In District 2, which covers part of the Gulf Coast, Republican LJ Francis beat Democrat Victor Perez. During his campaign, Francis claimed that "woke liberals" are pushing a critical race theory agenda. The district had been a Democrat stronghold since 2012.
In District 11, which covers parts of Tarrant and Parker counties, Republican incumbent Pat Hardy, first elected in 2002, won reelection, beating Democrat Luis Miguel Sifuentes. Going into the primaries last spring and the general election Tuesday night, Hardy made it a priority to get critical race theory and The New York Times’ Pulitzer Prize-winning 1619 Project out of classrooms. Current law already prohibits teaching about the 1619 Project.
Another Republican incumbent, Matt Robinson of District 7, which covers part of the Gulf Coast, did not run because he felt he couldn’t beat challenger Julie Pickren, who made critical race theory a central part of her campaign. Pickren beat Democrat Dan Hochman, whom Robinson endorsed. Pickren is a former Alvin Independent School District board member. After it was reported that Pickren traveled to Washington, D.C., to attend the Jan. 6, 2021, rally staged by former President Donald Trump in which he falsely stated the election had been stolen, she lost reelection to the Alvin ISD board of trustees.
The new state education board will have a large influence over potential changes to the social studies curriculum in the state’s more than 8,000 public schools. Before the elections, the State Board of Education decided to delay updating the statewide social studies curriculum standards until at least 2025.
The board’s decision came after conservative lawmakers and parents testified that the proposed updates were influenced by critical race theory and didn’t include enough "American exceptionalism" or Christianity.
Board members like Republicans Will Hickman and Pam Little deny that they were pressured to delay the overhaul of the social studies curriculum.

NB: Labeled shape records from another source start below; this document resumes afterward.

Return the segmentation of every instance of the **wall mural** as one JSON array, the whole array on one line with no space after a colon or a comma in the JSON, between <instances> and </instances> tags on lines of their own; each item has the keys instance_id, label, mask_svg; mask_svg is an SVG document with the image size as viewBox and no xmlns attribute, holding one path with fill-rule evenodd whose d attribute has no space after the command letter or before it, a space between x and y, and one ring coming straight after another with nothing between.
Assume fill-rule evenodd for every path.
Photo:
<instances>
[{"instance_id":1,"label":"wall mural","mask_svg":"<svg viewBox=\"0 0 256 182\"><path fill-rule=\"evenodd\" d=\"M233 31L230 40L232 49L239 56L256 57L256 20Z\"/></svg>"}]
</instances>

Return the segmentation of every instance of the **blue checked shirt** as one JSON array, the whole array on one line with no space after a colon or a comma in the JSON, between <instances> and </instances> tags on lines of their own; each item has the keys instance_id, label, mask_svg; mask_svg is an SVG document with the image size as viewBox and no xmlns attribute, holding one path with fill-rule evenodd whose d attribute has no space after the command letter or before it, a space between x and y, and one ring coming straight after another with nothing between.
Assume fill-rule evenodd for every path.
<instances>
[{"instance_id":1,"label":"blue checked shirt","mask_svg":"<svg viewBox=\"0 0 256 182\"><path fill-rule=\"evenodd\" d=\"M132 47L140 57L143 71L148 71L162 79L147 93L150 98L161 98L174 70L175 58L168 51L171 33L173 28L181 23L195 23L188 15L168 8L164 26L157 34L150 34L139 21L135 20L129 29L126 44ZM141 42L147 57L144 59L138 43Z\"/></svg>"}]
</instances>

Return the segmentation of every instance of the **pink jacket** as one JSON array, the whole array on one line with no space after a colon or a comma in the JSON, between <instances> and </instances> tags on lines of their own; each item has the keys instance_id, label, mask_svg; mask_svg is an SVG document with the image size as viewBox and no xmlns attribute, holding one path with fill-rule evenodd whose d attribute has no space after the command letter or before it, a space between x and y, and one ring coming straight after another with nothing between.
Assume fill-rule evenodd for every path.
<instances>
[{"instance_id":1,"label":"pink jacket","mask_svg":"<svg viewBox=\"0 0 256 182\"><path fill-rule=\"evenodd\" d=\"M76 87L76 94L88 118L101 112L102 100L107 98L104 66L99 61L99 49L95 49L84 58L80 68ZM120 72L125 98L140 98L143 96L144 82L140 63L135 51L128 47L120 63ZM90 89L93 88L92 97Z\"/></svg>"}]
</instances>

Instead, they said they felt some of the content proposed was not age-appropriate and they wanted to keep the current course schedule of requiring Texas history in the fourth and seventh grades. The proposals before the board this summer would have eliminated the current schedule. Hickman won reelection in District 6, covering parts of the Houston area, and Little won reelection in District 12, covering parts of North Texas.